Bonds for all seasons

There’s no question that bonds are sensitive to rising rates. In such an environment, investors tend to replace lower-yielding bonds with newer, higher-yielding bonds, causing the prices of lower-yielding bonds to fall. But that doesn’t mean investors shouldn’t consider bond mutual funds as rates are rising, as is expected in coming months as the Federal Reserve moves to normalize monetary policy.

Bond funds
Because they always are investing and reinvesting new flows and sale proceeds, respectively, bond mutual funds provide a potential dual benefit: the opportunity to purchase bonds at lower prices (as rates rise, bond prices fall) and the potential to receive more income (as bond prices fall, yields rise).

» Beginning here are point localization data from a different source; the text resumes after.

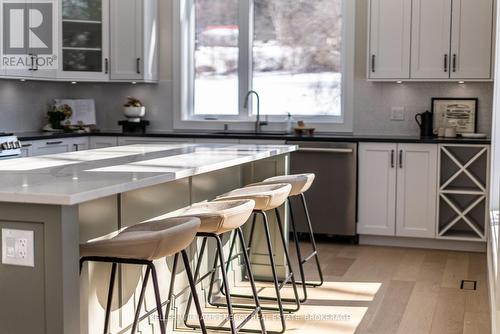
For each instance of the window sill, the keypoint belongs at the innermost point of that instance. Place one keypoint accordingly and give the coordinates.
(235, 125)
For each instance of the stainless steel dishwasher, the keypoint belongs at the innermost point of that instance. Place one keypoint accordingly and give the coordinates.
(332, 197)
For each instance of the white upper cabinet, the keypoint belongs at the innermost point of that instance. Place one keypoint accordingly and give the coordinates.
(84, 40)
(134, 40)
(430, 42)
(435, 39)
(416, 190)
(471, 39)
(377, 189)
(389, 41)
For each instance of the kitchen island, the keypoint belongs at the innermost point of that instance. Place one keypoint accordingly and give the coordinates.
(64, 199)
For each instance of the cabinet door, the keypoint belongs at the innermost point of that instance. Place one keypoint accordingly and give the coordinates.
(19, 14)
(84, 40)
(471, 39)
(416, 190)
(430, 43)
(102, 142)
(389, 42)
(377, 189)
(126, 18)
(52, 147)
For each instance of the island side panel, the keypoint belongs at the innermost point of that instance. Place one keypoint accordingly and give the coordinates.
(43, 299)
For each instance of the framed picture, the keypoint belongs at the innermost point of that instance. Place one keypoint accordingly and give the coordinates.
(460, 113)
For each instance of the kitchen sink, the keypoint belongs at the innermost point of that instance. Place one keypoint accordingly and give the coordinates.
(252, 133)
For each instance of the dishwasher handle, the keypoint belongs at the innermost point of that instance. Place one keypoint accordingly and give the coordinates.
(326, 150)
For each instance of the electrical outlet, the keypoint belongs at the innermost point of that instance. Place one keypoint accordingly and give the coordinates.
(18, 247)
(397, 114)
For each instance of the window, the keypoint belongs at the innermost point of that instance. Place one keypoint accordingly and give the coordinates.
(296, 54)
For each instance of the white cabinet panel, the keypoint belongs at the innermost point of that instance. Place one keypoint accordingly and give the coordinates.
(84, 40)
(471, 39)
(151, 140)
(416, 190)
(102, 142)
(134, 40)
(430, 43)
(126, 39)
(377, 189)
(389, 40)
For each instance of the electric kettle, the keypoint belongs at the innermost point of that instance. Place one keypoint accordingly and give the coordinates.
(424, 121)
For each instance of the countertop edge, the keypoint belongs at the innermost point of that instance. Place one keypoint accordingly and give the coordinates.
(288, 138)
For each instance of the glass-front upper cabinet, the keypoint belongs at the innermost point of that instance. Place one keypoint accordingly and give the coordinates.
(84, 39)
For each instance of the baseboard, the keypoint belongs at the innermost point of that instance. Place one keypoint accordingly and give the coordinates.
(466, 246)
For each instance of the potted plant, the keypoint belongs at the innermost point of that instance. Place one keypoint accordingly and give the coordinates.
(134, 110)
(57, 114)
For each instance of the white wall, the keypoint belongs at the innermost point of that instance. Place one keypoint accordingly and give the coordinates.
(372, 101)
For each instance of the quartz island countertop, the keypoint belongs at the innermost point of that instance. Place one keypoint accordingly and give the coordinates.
(76, 177)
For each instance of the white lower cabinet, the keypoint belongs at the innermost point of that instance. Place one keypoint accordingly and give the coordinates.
(152, 140)
(102, 142)
(397, 189)
(54, 146)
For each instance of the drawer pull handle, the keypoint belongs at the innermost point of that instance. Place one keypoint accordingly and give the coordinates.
(326, 150)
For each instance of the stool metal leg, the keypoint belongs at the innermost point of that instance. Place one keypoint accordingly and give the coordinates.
(192, 285)
(225, 283)
(299, 253)
(156, 287)
(290, 276)
(313, 244)
(110, 297)
(171, 287)
(239, 232)
(141, 298)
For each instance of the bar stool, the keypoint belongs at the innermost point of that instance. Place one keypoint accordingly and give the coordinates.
(141, 244)
(267, 198)
(300, 184)
(218, 218)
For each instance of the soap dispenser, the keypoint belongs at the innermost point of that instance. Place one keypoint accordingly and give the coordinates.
(289, 123)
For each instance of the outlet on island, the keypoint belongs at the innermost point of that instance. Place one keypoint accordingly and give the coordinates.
(18, 247)
(397, 114)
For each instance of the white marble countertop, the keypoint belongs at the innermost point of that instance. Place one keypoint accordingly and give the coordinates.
(76, 177)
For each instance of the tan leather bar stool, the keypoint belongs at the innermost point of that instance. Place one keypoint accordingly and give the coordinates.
(300, 184)
(141, 244)
(218, 218)
(267, 198)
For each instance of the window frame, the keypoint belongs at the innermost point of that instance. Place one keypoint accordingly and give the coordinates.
(183, 76)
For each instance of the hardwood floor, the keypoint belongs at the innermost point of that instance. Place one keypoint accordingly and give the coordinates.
(383, 290)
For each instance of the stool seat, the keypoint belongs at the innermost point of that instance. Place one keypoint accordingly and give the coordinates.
(151, 240)
(266, 197)
(218, 217)
(300, 182)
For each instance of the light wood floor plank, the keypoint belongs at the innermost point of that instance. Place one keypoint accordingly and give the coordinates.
(449, 313)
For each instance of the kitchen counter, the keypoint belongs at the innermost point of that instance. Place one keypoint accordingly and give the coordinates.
(319, 137)
(76, 177)
(62, 200)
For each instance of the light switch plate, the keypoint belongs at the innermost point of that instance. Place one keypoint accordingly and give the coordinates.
(18, 247)
(397, 114)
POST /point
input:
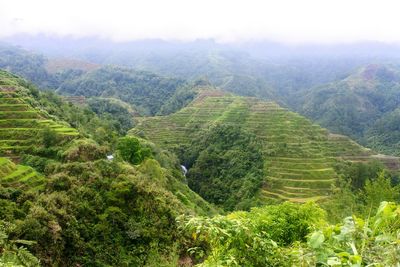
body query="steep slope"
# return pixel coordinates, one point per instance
(359, 106)
(298, 156)
(78, 207)
(22, 119)
(18, 176)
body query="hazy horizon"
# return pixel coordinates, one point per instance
(287, 22)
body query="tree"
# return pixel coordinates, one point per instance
(130, 150)
(379, 190)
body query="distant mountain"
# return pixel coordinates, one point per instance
(359, 106)
(297, 157)
(63, 194)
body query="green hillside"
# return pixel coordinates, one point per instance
(18, 176)
(21, 118)
(299, 156)
(362, 106)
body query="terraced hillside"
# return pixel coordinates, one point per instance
(19, 176)
(298, 155)
(22, 119)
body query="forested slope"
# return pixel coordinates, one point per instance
(298, 157)
(77, 207)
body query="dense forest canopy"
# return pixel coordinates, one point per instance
(97, 180)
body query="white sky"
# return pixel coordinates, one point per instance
(290, 21)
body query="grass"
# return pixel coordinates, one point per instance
(20, 122)
(18, 176)
(298, 155)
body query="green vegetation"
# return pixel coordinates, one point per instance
(231, 160)
(362, 106)
(145, 91)
(130, 150)
(295, 235)
(64, 203)
(78, 207)
(298, 156)
(23, 122)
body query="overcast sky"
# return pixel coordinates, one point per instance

Short- and intermediate-term bond funds
Because of their shorter duration relative to long-term bonds, short- and intermediate-term bonds – from 1- to less than 10-year maturities – may provide some protection against principal deterioration when rates are rising; they also offer the potential for more income as maturing lower-yielding bonds are replaced with new higher-yielding bonds.

Floating-rate bond funds
Because they invest in low-duration debt securities whose rates reset with the market, floating-rate bond funds may provide some protection against principal deterioration in a rising-rate market and provide more income as rates rise.

Multi-sector bond funds
Because they invest across asset classes with an emphasis on corporate credit, multi-sector bond funds tend to be less sensitive to rising rates while also offering the potential to participate in a growing economy that typically accompanies a rising-rate environment.

Municipal bond funds
In many ways, municipal bonds are more like corporate than Treasury bonds: they are backed by state and local governments and taxing authorities whose revenues generally are tied to the economy. So if rates are rising because the economy is growing, that is good for tax revenue. Muni bond funds usually are free from federal taxation, as well.1



Why bonds in a rising-rate environment?

Interest rates typically rise when the economy is strengthening—a factor that’s just as if not more important as the level of interest rates in regards to the performance of corporate and emerging-market bonds.